Introduction: You can’t Avoid Tech Debt
As a software engineer, you’ve definitely struggled with technical debt. It’s the accretion of short-term decisions that mean the story gets finished within the sprint, but guarantees a future code re-factoring epic. We might think the choice is to do work quickly now and re-work in the future when the impact of the compromises are clear, or to work more deliberately and methodically now to avoid re-work in the future. Except that this isn’t the choice; contexts change quickly wasting all the methodical work done and necessitating re-work again.
It’s clear that the less wasteful approach is to work quickly and iteratively, to fail fast and learn often. But if we don’t address the debts we accrue, we fail fast and fail often and just plain fail. It’s in the addressing of the right debts in the right ways that we learn and improve.
Technical Debt in ML Applications is Different
Machine learning applications have the distinction of being prone to accrual of common classes software engineering technical debt, as well as some classes of all of its own. Let’s look at some of my favourites.

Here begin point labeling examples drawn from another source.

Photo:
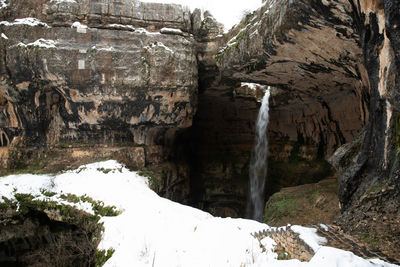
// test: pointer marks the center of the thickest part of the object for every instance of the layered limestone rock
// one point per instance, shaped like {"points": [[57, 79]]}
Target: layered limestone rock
{"points": [[339, 60], [310, 51], [369, 186], [82, 74]]}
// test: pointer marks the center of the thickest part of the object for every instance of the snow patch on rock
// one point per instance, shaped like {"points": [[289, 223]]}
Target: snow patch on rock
{"points": [[26, 21]]}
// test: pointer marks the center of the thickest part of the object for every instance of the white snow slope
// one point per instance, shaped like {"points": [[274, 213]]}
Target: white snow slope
{"points": [[153, 231]]}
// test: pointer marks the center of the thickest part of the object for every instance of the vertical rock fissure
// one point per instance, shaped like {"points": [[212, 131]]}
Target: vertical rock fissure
{"points": [[258, 165]]}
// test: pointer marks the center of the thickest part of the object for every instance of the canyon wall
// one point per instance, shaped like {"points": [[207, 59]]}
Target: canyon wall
{"points": [[341, 59], [118, 78]]}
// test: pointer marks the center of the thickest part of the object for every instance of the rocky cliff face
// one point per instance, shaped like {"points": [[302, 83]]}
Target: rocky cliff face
{"points": [[369, 187], [96, 74], [340, 59]]}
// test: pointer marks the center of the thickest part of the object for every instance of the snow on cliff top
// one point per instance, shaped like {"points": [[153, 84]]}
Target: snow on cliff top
{"points": [[227, 12], [154, 231]]}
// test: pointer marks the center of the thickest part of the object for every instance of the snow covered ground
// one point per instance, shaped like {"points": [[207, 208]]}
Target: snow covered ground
{"points": [[153, 231]]}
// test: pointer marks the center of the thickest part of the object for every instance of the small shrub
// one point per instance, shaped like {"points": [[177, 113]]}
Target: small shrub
{"points": [[102, 256]]}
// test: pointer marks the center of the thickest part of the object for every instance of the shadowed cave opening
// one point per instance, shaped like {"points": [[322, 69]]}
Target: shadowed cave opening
{"points": [[303, 133]]}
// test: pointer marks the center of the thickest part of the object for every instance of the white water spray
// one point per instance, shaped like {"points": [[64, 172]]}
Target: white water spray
{"points": [[258, 164]]}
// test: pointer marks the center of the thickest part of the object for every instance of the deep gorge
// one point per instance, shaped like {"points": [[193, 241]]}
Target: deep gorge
{"points": [[163, 91]]}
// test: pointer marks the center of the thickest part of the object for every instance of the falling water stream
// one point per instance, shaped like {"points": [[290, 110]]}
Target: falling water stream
{"points": [[258, 164]]}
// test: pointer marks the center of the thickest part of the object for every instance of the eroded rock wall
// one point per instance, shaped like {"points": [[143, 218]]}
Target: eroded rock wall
{"points": [[97, 74], [369, 184]]}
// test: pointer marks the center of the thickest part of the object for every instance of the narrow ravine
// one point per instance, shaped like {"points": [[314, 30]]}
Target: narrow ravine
{"points": [[258, 164]]}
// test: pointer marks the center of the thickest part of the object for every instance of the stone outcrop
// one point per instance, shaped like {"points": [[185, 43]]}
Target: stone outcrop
{"points": [[304, 204], [83, 75], [310, 50], [289, 245], [343, 57]]}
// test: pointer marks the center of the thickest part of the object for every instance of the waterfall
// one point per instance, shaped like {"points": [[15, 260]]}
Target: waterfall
{"points": [[258, 164]]}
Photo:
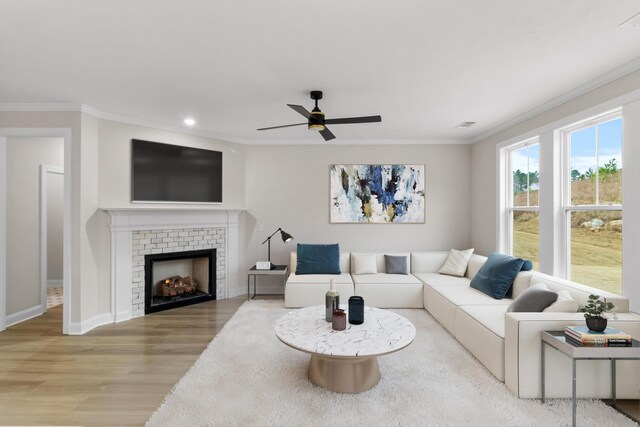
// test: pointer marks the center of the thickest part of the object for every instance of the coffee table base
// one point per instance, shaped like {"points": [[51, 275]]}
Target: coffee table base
{"points": [[344, 374]]}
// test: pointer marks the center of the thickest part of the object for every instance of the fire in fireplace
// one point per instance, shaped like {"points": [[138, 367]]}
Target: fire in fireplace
{"points": [[179, 278]]}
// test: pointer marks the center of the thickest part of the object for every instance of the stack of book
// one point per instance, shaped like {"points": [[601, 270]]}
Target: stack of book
{"points": [[610, 337]]}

Visibility Debt: Unexpected, leading to unwanted, coupling of upstream components to downstream components. Often signals an issue in interface design such as poor interface segregation. We try to adhere to SOLID principles to avoid this issue.

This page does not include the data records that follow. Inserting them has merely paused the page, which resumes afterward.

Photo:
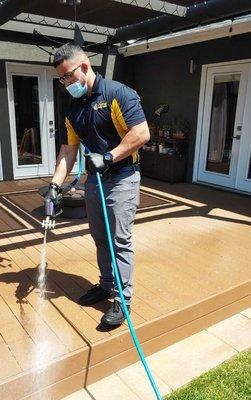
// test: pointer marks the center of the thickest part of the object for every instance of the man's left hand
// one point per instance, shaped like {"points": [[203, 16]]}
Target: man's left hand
{"points": [[95, 163]]}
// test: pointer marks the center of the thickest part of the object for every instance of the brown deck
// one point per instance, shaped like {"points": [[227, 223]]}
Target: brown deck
{"points": [[193, 254]]}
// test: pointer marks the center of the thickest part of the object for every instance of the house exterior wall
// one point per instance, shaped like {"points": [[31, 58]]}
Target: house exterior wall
{"points": [[164, 77], [30, 54]]}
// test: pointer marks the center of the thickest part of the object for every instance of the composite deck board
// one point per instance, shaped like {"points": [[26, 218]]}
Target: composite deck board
{"points": [[191, 244]]}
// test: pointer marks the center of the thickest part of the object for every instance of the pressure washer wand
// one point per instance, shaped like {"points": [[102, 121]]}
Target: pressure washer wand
{"points": [[49, 221]]}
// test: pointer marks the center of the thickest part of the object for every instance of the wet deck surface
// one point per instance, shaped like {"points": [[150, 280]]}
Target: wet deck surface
{"points": [[191, 242]]}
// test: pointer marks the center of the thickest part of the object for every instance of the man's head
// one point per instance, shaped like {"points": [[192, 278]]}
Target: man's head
{"points": [[73, 67]]}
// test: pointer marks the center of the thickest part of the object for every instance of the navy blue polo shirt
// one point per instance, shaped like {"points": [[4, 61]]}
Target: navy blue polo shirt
{"points": [[101, 120]]}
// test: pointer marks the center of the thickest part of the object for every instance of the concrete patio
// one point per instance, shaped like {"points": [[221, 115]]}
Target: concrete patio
{"points": [[192, 270]]}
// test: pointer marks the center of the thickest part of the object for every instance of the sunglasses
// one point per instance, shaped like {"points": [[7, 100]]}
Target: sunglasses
{"points": [[67, 75]]}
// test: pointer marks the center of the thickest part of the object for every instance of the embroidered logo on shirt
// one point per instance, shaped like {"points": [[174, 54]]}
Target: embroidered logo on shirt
{"points": [[101, 104]]}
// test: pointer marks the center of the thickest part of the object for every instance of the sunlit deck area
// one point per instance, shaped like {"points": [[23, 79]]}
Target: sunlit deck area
{"points": [[193, 256]]}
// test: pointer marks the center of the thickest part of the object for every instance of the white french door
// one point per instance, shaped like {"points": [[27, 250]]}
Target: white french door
{"points": [[223, 143], [36, 105], [58, 101]]}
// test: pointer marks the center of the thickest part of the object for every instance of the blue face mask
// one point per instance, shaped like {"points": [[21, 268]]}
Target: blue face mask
{"points": [[77, 90]]}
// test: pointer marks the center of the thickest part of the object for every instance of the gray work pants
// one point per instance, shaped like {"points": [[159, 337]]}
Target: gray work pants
{"points": [[121, 192]]}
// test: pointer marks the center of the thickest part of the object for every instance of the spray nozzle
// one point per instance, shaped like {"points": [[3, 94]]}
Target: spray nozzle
{"points": [[48, 223]]}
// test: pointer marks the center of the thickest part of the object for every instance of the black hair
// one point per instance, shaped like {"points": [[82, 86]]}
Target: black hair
{"points": [[66, 52]]}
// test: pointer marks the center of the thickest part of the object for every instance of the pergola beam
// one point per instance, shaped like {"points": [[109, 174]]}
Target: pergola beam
{"points": [[157, 5]]}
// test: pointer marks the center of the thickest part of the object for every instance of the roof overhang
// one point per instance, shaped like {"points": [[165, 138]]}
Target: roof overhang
{"points": [[217, 30]]}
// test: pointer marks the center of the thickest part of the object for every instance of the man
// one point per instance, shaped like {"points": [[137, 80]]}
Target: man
{"points": [[108, 118]]}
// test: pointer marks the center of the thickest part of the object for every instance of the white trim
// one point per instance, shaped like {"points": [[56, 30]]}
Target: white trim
{"points": [[1, 164], [199, 122], [201, 109], [240, 184], [217, 30], [25, 171]]}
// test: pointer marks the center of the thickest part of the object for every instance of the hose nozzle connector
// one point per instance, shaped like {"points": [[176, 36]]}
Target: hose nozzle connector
{"points": [[48, 223]]}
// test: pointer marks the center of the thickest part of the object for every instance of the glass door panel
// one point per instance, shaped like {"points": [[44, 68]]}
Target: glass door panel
{"points": [[221, 126], [223, 113], [249, 169], [27, 119], [62, 101], [30, 141]]}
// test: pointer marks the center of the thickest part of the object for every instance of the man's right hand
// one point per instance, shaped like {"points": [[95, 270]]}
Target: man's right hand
{"points": [[52, 200]]}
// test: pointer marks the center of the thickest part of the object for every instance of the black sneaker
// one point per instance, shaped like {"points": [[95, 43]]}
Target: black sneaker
{"points": [[114, 316], [95, 294]]}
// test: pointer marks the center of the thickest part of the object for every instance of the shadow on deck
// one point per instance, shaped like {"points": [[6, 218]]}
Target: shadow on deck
{"points": [[192, 269]]}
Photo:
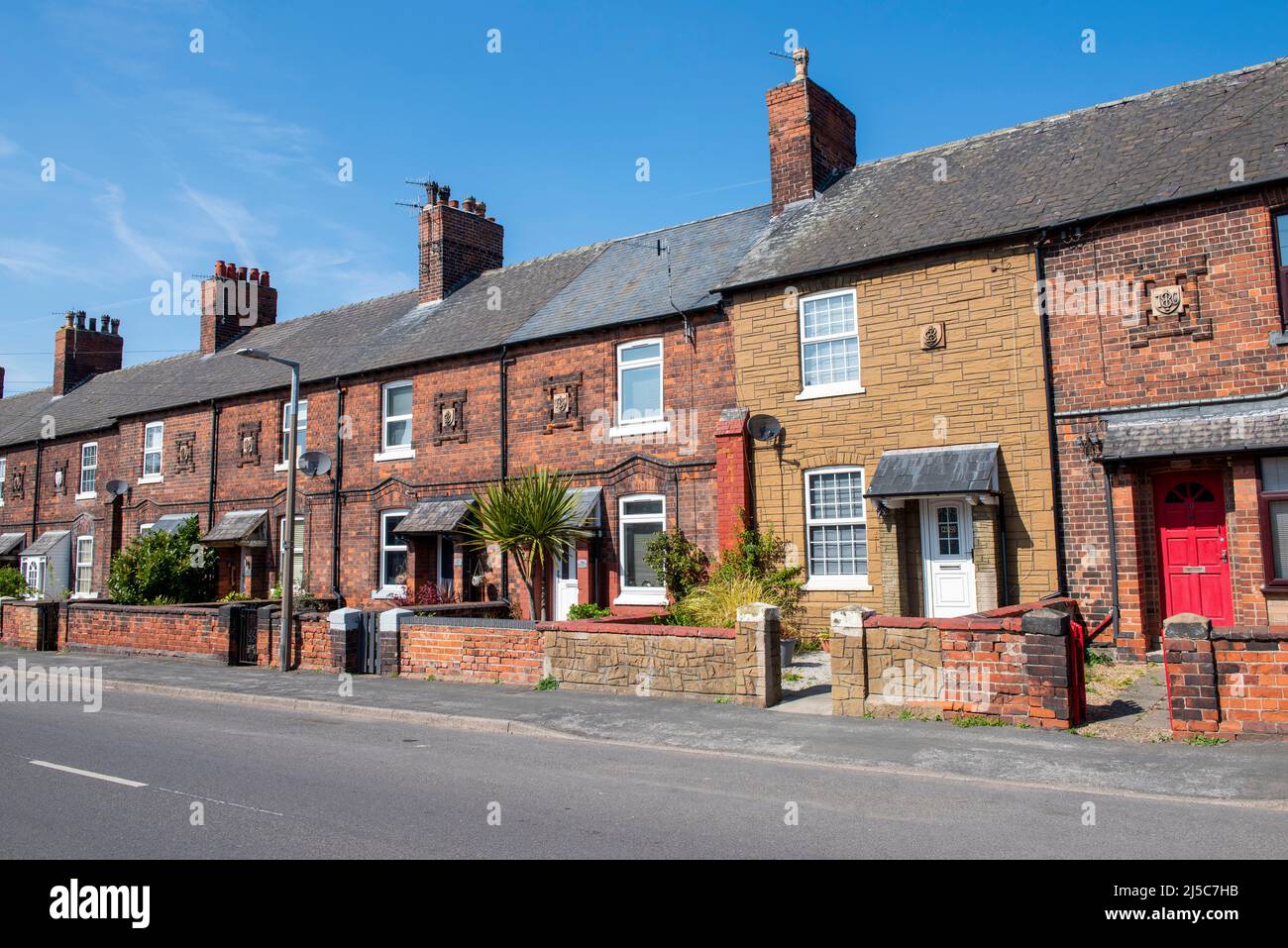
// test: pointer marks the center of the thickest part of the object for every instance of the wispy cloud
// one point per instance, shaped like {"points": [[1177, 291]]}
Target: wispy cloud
{"points": [[112, 205], [230, 217]]}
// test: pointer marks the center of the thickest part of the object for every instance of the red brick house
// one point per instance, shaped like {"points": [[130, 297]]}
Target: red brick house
{"points": [[420, 398]]}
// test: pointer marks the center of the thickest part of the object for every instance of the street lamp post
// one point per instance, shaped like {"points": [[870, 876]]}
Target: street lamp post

Experimental Debt: Experimental code left in production for too long. The end of an experiment is not simply identifying actionable learnings, but to decommission the experimental code (hopefully to replace with productionised code). Experimental code tends to be more “brittle” and therefore maintaining for too long has an unnecessary ops overhead.
Non-determinism Debt: ML applications are seldom strictly deterministic; putting in the same input values twice doesn’t necessarily lead to same output values the second time. Automated testing, e.g. pre-production testing, needs tuning so that lack of reproducibility isn’t the same as the model not working. If the test is too accommodating, the application accrues debt.
Loss Aversion: Humans have a cognitive bias to feel losses more keenly than gains. ML models shouldn’t suffer from loss aversion as long as they are trained on a dataset that considers all cases. If we want our ML application to behave as a human would, we need to include risk sensitivity in the model training. In other words, we need to build in some loss aversion training debt.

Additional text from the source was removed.